東京電力が福島第1原発にたまる処理水の海洋放出を始めてから24日で1年になる。この間、周辺海域のモニタリング結果に異常はなく、放出は着々と進んでいる。放出に伴う福島県産品の買い控えなどの目立った風評被害は国内では起きていないが、放出に反発する中国は日本産水産物の禁輸を続けており、影響は少なくない。
東電は現在8回目の放出を実施中で、これまで約5万5000トンを放出した。含まれるトリチウムの量は約8・6兆ベクレルで、福島第1の年間放出上限(22兆ベクレル)を下回る。東電が実施する海域モニタリングで検出されたトリチウム濃度は最大1リットル当たり29ベクレル。

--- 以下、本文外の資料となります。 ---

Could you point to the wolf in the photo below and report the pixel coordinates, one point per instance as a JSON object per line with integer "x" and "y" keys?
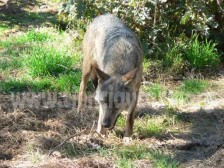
{"x": 113, "y": 58}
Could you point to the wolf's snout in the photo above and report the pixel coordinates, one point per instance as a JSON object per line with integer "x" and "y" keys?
{"x": 106, "y": 123}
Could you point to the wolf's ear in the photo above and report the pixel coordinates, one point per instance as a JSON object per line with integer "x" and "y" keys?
{"x": 101, "y": 75}
{"x": 127, "y": 78}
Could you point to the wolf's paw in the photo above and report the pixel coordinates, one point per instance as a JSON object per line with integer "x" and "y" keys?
{"x": 127, "y": 140}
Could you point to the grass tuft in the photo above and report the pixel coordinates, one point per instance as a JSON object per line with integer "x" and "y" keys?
{"x": 46, "y": 61}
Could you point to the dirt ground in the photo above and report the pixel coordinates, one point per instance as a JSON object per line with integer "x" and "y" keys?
{"x": 27, "y": 128}
{"x": 32, "y": 126}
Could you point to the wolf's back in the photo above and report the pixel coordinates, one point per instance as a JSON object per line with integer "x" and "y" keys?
{"x": 111, "y": 45}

東電が上限とした、国の基準値の40分の1(同1500ベクレル)を大幅に下回った。国際原子力機関(IAEA)は7月、放出が国際基準に合致しているとする2回目の報告書を公表した。
処理水などをためるタンクは敷地内に1046基あり、約96%が埋まっている。東電は、放出で空いたタンクを2025年1月から順次解体して撤去する計画で、溶け落ちた核燃料(燃料デブリ)を取り出すための敷地に転用する。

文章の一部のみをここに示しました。